Here's what advice I would have given Sara, if she were my daughter and she had found a guy with whom she wanted to make a lifelong commitment:


Sara, your marriage is going to be miserable ... UNLESS ...


You marry someone who really loves you more than he ... or she ... or "they" ... or "it" ... Yeah, I'd probably avoid the "it" ... But anyways ... who really loves you more than he does himself or any other person. This is the primary advise for finding a mate.


There's only one type of person who would be an acceptable lifelong mate. He, she, or they have to be meek and lowly of heart (not prideful, humble but confident).

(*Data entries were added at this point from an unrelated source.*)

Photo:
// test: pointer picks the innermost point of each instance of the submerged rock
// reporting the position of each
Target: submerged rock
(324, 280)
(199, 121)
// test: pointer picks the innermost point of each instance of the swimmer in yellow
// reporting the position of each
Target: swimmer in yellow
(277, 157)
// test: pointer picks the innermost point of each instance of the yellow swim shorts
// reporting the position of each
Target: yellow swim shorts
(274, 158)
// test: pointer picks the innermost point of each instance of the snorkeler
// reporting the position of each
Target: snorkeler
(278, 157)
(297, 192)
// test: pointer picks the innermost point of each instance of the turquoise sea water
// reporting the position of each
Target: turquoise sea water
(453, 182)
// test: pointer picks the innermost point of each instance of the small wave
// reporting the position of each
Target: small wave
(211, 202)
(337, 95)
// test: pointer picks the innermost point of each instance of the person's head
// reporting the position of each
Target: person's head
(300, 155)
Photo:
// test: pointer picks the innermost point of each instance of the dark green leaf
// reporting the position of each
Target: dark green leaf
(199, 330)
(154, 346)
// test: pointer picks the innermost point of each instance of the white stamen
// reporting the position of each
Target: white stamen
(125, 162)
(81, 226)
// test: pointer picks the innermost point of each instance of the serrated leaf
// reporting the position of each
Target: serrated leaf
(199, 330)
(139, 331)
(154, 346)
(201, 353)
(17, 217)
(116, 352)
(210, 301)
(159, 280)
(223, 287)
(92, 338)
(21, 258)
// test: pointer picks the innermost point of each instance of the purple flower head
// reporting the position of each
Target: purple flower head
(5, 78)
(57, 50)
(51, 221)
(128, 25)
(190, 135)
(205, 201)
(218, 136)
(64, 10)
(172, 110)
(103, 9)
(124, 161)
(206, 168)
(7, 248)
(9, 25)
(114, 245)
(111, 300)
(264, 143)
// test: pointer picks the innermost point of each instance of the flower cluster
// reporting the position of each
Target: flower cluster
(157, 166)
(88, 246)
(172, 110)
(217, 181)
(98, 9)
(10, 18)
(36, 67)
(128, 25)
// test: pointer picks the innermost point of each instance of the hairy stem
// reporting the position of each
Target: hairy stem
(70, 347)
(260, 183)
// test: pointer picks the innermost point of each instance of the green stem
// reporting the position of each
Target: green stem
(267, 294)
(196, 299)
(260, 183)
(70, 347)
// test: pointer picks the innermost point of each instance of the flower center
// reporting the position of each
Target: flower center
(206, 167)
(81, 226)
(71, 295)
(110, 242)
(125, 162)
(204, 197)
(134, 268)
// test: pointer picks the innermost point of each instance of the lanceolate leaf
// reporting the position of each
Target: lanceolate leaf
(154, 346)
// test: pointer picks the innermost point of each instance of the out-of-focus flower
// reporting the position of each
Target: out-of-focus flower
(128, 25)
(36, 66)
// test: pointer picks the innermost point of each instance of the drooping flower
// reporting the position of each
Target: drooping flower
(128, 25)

Your relationship will work if he is kind and doesn't envy (desiring things that someone else has that he doesn't), is not puffed up, doesn't seek his own over yours, is not easily provoked, doesn't think evil (where "evil" is doing something that makes you happy, but makes another miserable), doesn't get joy when another is hurt (rejoiceth not in iniquity) ... like clapping and being happy when his team beats another team (i.e., competition) ... but rejoiceth in the truth (things as they REALLY are), who bears all things with patience, believes all things (allows another person to believe however the other person wants without thinking that the other person is bonkers or going to hell), who hopes all things, and is able to endure all things in patience.


Sara, what did you see in Joss while you were dating him, getting to know him, seeing him as a friend?


Why is Joss different than the other men ... and women ... in your past?


IF I would have been a father, and my child was interested in another, I would have counseled the kid to look for the right signs when they started to become interested in another person. Look for any red flags. These "red flags" are all listed above in italics.


And the greatest of all human attributes is meekness and humility.


Nothing is more important than how the object of your affection treats themself and other people ... ABSOLUTELY NOTHING!


If your partner doesn't have the above attributes, your relationship could last, if you endure to the end ... whenever that might be.


BUT DON'T LET ANYONE EVER TELL YOU THAT MARRIAGE IS A CHALLENGE AND IS HARD SOMETIMES. THAT'S BULLSHIT! The right relationship will always be easy to pursue and endure ... ALWAYS.


Luckily for Sara ... and Joss ... she has a lot of experiences with intimate relationships with others. From experience, Sara has learned what she can tolerate and be happy with in a partner. Maybe Joss was smart enough to wait until his choice of partners had some experience of choice, then chose him.


So,


That's my fatherly advise that I would give a daughter.


It's novel advice, and it always works. Is it new? NO. I quoted the Real Illuminati®'s new American scripture, the part where they describe everything that God is looking for in a person ... nothing more and nothing less.


The success of any relationship with another has nothing to do with how attractive the person is, although that helps with the kinds of bodies we have as Earthlings, how much money they have, or how smart they think they are ... and if they think they're smart, they're not meek and lowly of heart.


Their personal goals should always be: How kind can I be today to myself and to others?


"For none is acceptable before God, save the meek and lowly in heart."(See BOM, Moroni 7:44)

NOTE TO LATTER-DAY SAINTS (because there are so many of you who read my blog): God does NOT accept any BYU athlete or graduate student that does not meet God's ABSOLUTE requirements as outlined in Moroni, chapter 7... NONE ... ABSOLUTELY NONE!